Oliveira J R, Gallindo R M, Maia L G, Brito-Marques P R, Otto P A, Passos-Bueno M R, Morais M A, Zatz M
Laboratory of Immunopathology Keizo Asami, Federal University of Pernambuco, Recife, Brazil.
Mol Psychiatry. 1998 Sep;3(5):438-41. doi: 10.1038/sj.mp.4000417.
We analyzed a deletion/insertion polymorphism within the promoter region of the serotonin transporter gene (5-HTTPLR) in 81 patients with late onset Alzheimer's (AD) disease (mean age 70.02 +/- 8.13 years). Control groups included 81 normal subjects with comparable age (mean age 75.6 +/- 10.2) and 82 younger normal subjects (mean age 37.4 +/- 9.1). Statistical analysis showed a significant difference in the genotype and gene frequencies between the AD group and normal controls (chi 2 = 9.021; 2 d.f. and chi 2 = 5.59, 1 d.f., respectively, P < 0.05) due to the higher frequency of the L allele and the lower frequency of the s allele in controls than among AD patients. However, no differences were found in the genotype frequencies in older as compared to younger normal control groups (chi 2 = 0.337, 2 d.f. and P > 0.05). The present study confirms, in a different population, that the short variant of the 5-HTTPLR polymorphism may be a risk factor for late onset AD.

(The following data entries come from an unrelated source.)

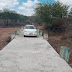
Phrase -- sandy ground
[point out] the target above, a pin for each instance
(4, 34)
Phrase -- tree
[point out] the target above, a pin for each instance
(47, 12)
(13, 16)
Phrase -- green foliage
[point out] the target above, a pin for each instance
(70, 13)
(7, 15)
(48, 12)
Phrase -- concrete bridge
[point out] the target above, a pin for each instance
(31, 54)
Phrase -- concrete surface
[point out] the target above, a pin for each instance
(30, 54)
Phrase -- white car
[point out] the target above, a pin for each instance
(30, 30)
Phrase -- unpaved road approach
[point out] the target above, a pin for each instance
(31, 54)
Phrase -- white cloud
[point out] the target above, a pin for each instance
(28, 7)
(8, 3)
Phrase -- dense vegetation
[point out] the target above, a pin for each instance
(54, 15)
(10, 18)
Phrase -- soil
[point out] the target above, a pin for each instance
(4, 35)
(58, 40)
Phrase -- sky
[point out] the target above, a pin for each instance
(26, 7)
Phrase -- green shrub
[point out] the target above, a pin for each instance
(58, 25)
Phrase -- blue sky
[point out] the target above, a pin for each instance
(26, 7)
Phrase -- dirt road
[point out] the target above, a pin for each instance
(4, 34)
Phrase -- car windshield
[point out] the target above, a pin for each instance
(30, 27)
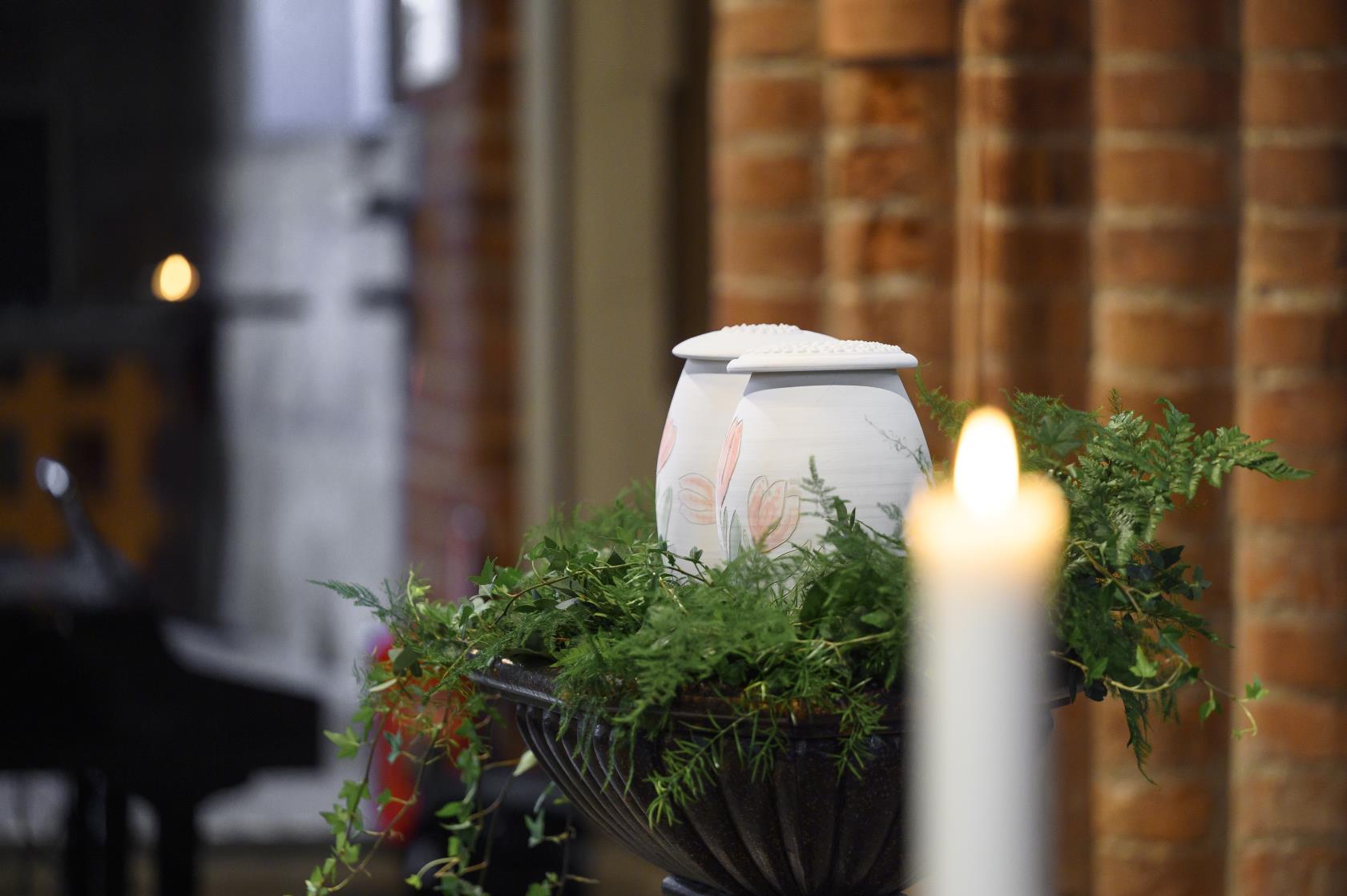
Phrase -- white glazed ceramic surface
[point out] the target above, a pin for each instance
(704, 402)
(860, 427)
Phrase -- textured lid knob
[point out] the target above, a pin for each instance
(730, 342)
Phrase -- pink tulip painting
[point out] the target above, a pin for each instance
(729, 458)
(696, 500)
(773, 514)
(666, 445)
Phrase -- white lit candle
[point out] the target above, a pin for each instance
(985, 553)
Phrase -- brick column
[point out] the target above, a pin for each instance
(1165, 247)
(461, 439)
(765, 162)
(1289, 783)
(1022, 309)
(889, 101)
(1022, 283)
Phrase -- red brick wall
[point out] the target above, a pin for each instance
(462, 427)
(1074, 196)
(1289, 785)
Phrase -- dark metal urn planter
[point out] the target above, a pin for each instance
(803, 832)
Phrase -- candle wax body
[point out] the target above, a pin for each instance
(981, 714)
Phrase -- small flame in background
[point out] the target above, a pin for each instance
(174, 279)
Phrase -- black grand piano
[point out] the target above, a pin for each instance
(104, 688)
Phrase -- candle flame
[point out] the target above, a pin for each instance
(986, 464)
(174, 279)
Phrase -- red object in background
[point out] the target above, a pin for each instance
(399, 777)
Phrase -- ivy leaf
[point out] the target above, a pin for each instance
(1144, 668)
(526, 763)
(346, 743)
(536, 828)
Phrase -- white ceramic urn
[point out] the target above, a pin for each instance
(700, 413)
(840, 403)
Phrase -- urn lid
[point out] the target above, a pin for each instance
(838, 354)
(730, 342)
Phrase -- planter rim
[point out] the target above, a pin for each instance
(534, 684)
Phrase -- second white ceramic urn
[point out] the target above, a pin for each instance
(704, 402)
(840, 403)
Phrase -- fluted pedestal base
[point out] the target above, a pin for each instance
(680, 887)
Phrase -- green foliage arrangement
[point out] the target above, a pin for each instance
(631, 628)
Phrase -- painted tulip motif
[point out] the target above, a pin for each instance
(773, 514)
(696, 498)
(666, 445)
(729, 458)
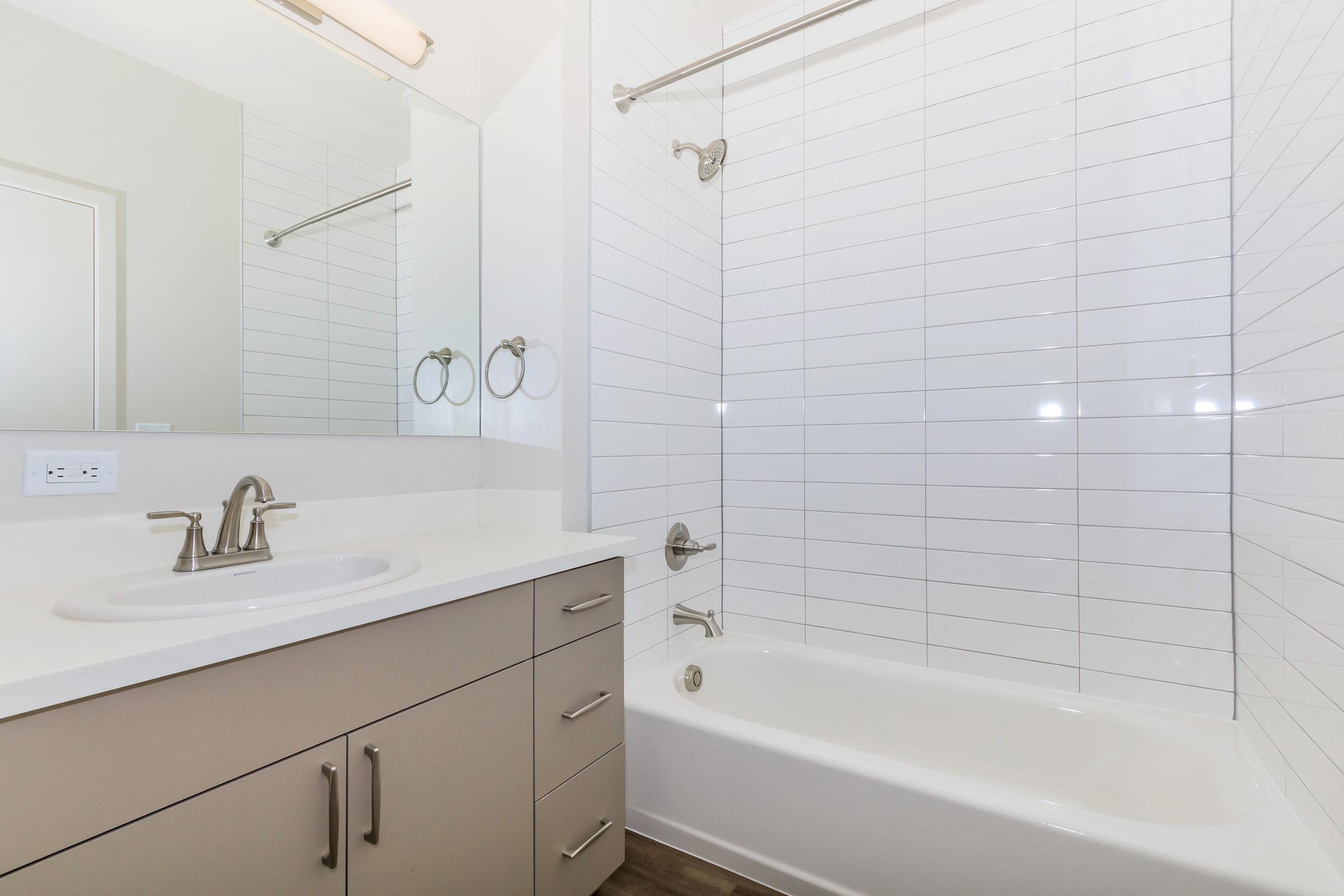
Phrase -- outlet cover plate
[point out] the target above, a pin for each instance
(69, 473)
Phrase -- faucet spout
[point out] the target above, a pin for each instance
(684, 615)
(230, 528)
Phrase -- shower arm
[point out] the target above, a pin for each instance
(626, 96)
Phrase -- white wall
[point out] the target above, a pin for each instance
(1289, 432)
(976, 342)
(105, 125)
(319, 309)
(656, 315)
(534, 251)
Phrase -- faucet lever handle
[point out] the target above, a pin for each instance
(170, 515)
(194, 546)
(274, 506)
(257, 533)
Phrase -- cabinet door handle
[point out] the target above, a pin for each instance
(603, 696)
(374, 757)
(575, 853)
(333, 856)
(588, 605)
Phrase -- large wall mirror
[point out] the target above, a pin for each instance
(147, 151)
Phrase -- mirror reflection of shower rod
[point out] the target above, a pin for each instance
(626, 96)
(272, 238)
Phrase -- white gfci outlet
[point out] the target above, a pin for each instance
(69, 473)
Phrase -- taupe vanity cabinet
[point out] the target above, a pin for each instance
(455, 804)
(474, 747)
(257, 834)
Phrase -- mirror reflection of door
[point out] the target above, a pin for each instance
(48, 267)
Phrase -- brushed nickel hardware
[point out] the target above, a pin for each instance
(588, 605)
(272, 238)
(603, 696)
(257, 530)
(711, 159)
(377, 824)
(227, 539)
(624, 97)
(575, 853)
(444, 356)
(227, 553)
(516, 347)
(333, 856)
(680, 546)
(684, 615)
(194, 546)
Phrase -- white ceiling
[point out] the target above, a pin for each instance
(729, 11)
(236, 50)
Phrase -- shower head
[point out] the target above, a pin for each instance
(711, 157)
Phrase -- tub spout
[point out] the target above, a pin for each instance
(684, 615)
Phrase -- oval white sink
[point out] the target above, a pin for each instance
(295, 578)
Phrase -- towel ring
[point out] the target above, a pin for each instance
(515, 347)
(444, 356)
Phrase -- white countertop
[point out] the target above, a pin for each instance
(48, 660)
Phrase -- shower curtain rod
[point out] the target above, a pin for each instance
(272, 238)
(626, 96)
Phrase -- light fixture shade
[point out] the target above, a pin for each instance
(382, 26)
(316, 38)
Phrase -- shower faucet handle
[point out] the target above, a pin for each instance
(682, 546)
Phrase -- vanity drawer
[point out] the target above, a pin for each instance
(580, 602)
(573, 680)
(573, 816)
(82, 769)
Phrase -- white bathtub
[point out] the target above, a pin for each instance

我们分析了81例晚发性阿尔茨海默病(AD)患者(平均年龄70.02±8.13岁)血清素转运体基因(5-HTTPLR)启动子区域的缺失/插入多态性。对照组包括81名年龄相当的正常受试者(平均年龄75.6±10.2)和82名年轻正常受试者(平均年龄37.4±9.1)。统计分析显示,AD组与正常对照组之间的基因型和基因频率存在显著差异(卡方值分别为9.021;自由度为2和卡方值为5.59,自由度为1,P<0.05),原因是对照组中L等位基因频率较高,s等位基因频率低于AD患者。然而,与年轻正常对照组相比,老年正常对照组的基因型频率没有差异(卡方值为0.337,自由度为2,P>0.05)。本研究在不同人群中证实,5-HTTPLR多态性的短变体可能是晚发性AD的一个风险因素。